I recently watched a movie that talked about impermanence, which is essentially the fact that the only thing constant is change. This is something that everyone more or less knows to be true. It’s something we have always known our entire lives… things will always change. So how does one find happiness through the change?
The idea and philosophy behind impermanence made me really start thinking about the things that I personally hold on to. I accept that things change, in fact, I even promote change quite frequently with my whole moving across the country every few years. But what I don’t accept change or inconsistency in is people, and the fact that they will change, or I will change, and sometimes that means that person just isn’t meant to be in my life anymore. What happens then, is I harp on the sadness. The loss, the grief, the ripping away of something that I knew to be true that is no longer true.
I harp on the sadness. The loss, the grief, the ripping away of something that I knew to be true that is no longer true.
I think in order to break this cycle, I have to change the way I think about impermanence overall, and learn to embrace it. There are a lot of Buddhist teachings on impermanence that I started reading up on – what Buddhists refer to as annica. The idea that everything vanishes. Things are vanishing from our lives right now, and we don’t even realize it. Sometimes it’s bigger, it’s profound, and we really feel it. But sometimes, it’s something small, a wisp, that slips away on the breeze, and sometimes we don’t even notice. But when we do, oh, when we do.
It hurts you. It rattles you. It brings up questions.
No matter what this thing is, this thing that has left you, you have to figure out why, and how, and where do you go from this point. Is it positive? Maybe. Maybe the why and how is because you brought about a change that you needed in your life, and now you can start a new chapter. But maybe it’s something that was taken from you. A lost loved one. A relationship. A lifestyle. All of these things are happening to everyone in the world every single day, and I still find myself unable to let go of so many things. Unable to let go of the things that “were” and what those things “could have been.”

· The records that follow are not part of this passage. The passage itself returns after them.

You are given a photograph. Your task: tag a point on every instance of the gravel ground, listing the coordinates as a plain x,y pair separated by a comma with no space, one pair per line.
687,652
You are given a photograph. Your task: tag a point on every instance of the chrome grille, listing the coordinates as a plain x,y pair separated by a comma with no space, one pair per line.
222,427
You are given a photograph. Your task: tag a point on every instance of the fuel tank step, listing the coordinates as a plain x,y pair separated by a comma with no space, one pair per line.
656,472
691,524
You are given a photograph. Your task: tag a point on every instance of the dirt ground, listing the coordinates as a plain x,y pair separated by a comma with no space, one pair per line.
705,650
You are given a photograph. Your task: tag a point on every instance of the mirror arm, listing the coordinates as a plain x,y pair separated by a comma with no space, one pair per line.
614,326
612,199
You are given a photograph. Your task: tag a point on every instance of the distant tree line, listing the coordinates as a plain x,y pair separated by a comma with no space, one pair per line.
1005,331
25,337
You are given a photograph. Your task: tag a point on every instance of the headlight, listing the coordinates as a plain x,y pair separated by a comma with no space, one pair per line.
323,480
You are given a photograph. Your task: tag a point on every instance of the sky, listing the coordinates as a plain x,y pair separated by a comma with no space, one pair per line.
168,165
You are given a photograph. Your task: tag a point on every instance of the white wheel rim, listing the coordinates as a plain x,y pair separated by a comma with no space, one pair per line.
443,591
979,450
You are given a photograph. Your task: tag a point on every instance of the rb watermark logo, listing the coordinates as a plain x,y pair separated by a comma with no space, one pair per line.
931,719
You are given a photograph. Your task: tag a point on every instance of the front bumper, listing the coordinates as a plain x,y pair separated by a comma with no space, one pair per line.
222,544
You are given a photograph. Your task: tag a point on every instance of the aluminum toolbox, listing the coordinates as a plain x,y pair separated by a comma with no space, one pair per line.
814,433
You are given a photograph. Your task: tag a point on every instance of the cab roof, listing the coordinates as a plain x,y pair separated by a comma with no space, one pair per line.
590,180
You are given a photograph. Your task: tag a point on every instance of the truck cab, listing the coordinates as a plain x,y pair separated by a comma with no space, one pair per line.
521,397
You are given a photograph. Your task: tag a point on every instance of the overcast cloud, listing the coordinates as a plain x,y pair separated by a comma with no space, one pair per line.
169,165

Sometimes these things just need to be left behind as memories. This is where I struggle. I live in the future, and I am always thinking about the “what if” instead of the “enjoy right now.” Enjoying right now means you are making memories, and these memories are something that can carry you through the inevitable change that will happen. By living in the future, I’m limiting how much of these memories I can enjoy by focusing on what kind of memories I could potentially have, one day, if only. But I don’t know the future, and I can’t control it. How do you learn to let go of the things you can’t control?